An appellate court Monday struck down a Southern California city’s method of charging water users based on a tiered-rate system, a potential setback to municipalities across a parched state laboring to curtail water consumption under Gov. Jerry Brown’s recent order.
“The practical effect of the court’s decision is to put a straitjacket on local government at a time when maximum flexibility is needed,” Brown said in a prepared statement. “My policy is and will continue to be: Employ every method possible to ensure water is conserved across California.”
Amid four years of drought, Brown earlier this month ordered the State Water Resources Control Board to direct urban water suppliers to develop rate structures and other pricing mechanisms, including surcharges, fees and penalties, to maximize water conservation. The state water board is requiring individual districts to reduce water use by 4 percent to 36 percent less than 2013 levels. A spokesman for the board said the agency was reviewing the ruling and did not have a comment.
In the 28-page ruling, the 4th District Court of Appeal ruled that while tiered rates that rise incrementally based on a customer’s usage are “perfectly consonant” with the law, the tiers still must correspond to the cost of delivering the service. The case involved San Juan Capistrano, in southern Orange County.
“The water agency here did not try to calculate the cost of actually providing water at its various tier levels,” the three-judge court wrote in the unanimous ruling. “It merely allocated all its costs among the price tier levels, based not on costs, but on predetermined usage budgets.”
Tim Quinn, executive director of the Association of California Water Agencies, called the ruling a potentially major blow to water conservation efforts in California. Quinn said two-thirds of urban water agencies in the state use some form of tiered or block pricing, mainly as a way of encouraging users to refrain from overusing water. He said attorneys are reviewing the ruling to determine its implications.
“We are very concerned,” Quinn said, adding that his agency is taking a deeper look at the ruling. “My gut tells me it is a serious problem.”
Benjamin Benumof, an attorney for taxpayer advocates who filed the lawsuit, disagreed, contending that promoting savings and meeting the court’s standards are not at odds with each other.
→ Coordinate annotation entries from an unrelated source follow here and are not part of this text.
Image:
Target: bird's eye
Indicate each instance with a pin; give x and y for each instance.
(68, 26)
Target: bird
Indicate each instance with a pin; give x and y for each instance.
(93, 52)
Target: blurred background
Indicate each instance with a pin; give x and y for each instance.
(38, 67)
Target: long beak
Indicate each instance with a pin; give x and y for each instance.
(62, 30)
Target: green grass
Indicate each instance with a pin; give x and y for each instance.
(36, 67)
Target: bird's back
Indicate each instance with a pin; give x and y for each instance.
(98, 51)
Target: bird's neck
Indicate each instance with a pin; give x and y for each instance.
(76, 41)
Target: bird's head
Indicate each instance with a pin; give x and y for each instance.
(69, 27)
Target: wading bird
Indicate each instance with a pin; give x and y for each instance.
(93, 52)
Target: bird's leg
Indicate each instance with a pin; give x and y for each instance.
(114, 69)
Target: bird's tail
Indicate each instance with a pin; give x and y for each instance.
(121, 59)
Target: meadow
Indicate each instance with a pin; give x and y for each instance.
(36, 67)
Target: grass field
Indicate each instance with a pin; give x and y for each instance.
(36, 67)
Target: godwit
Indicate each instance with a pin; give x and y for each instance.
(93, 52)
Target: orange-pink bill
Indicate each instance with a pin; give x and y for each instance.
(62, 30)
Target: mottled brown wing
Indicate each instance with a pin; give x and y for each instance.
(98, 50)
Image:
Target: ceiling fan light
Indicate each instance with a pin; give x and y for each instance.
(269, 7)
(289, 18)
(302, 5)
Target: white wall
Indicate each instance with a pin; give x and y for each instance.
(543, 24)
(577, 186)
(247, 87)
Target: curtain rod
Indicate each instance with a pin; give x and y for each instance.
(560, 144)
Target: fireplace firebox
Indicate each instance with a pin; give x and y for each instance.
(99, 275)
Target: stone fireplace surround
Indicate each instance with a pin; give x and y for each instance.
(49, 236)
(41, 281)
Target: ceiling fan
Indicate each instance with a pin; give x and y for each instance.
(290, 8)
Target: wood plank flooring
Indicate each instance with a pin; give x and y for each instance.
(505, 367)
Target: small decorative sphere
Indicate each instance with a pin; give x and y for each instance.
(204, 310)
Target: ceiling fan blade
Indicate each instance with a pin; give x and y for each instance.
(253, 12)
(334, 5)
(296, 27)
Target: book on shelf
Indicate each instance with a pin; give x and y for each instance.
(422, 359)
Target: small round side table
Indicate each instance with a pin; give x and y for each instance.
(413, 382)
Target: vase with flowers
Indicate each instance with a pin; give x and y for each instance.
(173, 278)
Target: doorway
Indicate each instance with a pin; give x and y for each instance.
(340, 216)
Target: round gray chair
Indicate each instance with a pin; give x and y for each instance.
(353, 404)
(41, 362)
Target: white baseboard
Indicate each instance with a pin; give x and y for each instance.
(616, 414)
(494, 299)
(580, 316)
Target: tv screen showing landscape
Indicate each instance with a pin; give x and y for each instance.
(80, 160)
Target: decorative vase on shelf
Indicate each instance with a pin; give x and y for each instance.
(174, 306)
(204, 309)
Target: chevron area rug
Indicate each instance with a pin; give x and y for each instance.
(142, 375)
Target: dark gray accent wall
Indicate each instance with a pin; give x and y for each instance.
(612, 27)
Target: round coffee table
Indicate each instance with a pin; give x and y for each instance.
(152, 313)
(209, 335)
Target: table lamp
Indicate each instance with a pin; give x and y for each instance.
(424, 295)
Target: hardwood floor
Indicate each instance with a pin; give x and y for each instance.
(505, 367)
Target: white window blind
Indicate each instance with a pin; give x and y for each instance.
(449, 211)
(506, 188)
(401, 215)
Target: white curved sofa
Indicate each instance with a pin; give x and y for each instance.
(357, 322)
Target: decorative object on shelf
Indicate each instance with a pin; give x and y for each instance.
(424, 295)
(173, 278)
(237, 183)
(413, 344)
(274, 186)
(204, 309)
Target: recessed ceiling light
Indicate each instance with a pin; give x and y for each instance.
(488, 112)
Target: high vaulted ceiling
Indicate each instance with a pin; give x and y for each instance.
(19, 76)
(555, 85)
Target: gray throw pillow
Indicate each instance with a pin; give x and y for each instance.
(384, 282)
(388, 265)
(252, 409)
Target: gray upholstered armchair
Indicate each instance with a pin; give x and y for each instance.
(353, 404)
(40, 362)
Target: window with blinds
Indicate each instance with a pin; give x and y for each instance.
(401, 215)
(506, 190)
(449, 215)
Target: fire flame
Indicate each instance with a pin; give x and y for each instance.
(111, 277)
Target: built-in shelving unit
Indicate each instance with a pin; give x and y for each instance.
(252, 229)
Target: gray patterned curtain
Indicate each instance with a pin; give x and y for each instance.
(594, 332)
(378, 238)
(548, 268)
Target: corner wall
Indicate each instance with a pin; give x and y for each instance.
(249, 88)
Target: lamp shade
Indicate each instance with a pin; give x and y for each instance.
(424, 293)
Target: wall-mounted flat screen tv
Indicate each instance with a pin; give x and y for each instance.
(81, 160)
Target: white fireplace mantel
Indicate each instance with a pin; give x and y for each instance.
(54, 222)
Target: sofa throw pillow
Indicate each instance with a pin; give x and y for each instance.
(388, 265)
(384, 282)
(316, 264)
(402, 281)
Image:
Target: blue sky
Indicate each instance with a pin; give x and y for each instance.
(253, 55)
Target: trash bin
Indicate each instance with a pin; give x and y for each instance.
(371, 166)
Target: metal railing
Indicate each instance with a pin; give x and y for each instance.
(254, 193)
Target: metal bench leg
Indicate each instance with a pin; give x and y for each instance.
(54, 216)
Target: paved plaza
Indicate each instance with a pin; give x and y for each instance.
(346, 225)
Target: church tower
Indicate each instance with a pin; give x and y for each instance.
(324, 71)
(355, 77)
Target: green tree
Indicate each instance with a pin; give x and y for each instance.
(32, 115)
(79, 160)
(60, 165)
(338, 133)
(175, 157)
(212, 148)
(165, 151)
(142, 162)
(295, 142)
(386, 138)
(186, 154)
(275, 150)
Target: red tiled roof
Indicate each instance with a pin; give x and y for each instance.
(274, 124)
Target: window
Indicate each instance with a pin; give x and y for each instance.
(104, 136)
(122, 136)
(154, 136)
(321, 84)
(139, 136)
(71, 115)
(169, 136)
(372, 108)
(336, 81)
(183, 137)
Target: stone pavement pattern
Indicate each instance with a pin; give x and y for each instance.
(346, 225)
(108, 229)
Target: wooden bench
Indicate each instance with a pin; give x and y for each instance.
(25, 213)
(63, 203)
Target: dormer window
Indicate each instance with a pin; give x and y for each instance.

“The court simply invalidated ‘arbitrary’ tiered rates,” he said.
Government has many tools at its disposal to promote savings, including further increasing rebate programs for low-flow appliances and turf removal, Benumof said.
“There are lots of ways to conserve, and if anything, (the ruling) provides a better road map for governments to become compliant and have a real conservation program that attains real conservation goals,” he said.
Many Sacramento-area water agencies use a tiered pricing system, including Placer County, Roseville, West Sacramento, Folsom, San Juan and Sacramento Suburban. Ross Branch, spokesman for the Placer County Water Agency, which provides water for most of the county, said his agency officials also will be reviewing the court opinion. “We have to let the dust settle. It just came out,” he said.
In 2010 – before drought gripped the state – San Juan Capistrano established a tiered system to charge heavy users nearly four times more per unit than their lower-usage neighbors were made to pay.
The Capistrano Taxpayers Association sued, saying it violated Proposition 218, a 1996 ballot measure stating that a city cannot impose fees for services that exceed the actual cost. The Superior Court in Orange County sided with the taxpayers in August 2013 and found the tiered water rate structure unconstitutional, and the city amended its rates and brought them closer to the cost of water.
In the appellate ruling, the justices said the trial court correctly determined that the water agency failed to carry the burden imposed by Proposition 218. Benumof said his clients are “very reasonable ... and wanting to move on. We don’t anticipate any further challenge to the city’s rates at this point,” he said.
Still, it’s unclear how the ruling will be interpreted elsewhere. Neither the voters, nor the Constitution, say anything that would prohibit tiered pricing, Judge William Bedsworth wrote in the opinion. He added: “But the tiers must be based on usage, not budgets.”
San Juan Capistrano officials stressed in a statement that the Court of Appeal returned the matter to the trial court for further litigation, specifically stating that there was not yet a “prevailing party” in the case. A spokesman said he could not comment on whether the city plans to appeal.
“City officials are analyzing the ruling and the City Council will consider the city’s options shortly,” the statement said.
Attorney Kelly Salt, with Best Best & Krieger in San Diego, said the ruling appears to be narrow enough that it could allow some agencies to maintain tiered pricing. Salt filed an amicus brief in the case for the California State Association of Counties, League of California Cities and Association of California Water Agencies.
She said the court ruled that the city of San Juan Capistrano did not do enough to show that its pricing structure is based on the cost to the the city to provide water, but some other water agencies may feel that they can show, if challenged, their pricing structure meets Proposition 218’s “nexus” requirements.
“It’s hard to say at this point,” she said. “The court didn’t provide a great deal of guidance.”
“Many water agencies may feel they already meet the standard stated in the court’s opinion. Others may want to take a second look” at their pricing structure, she said. Salt added: “It is unfortunate that this decision came down during the worst drought in California history.”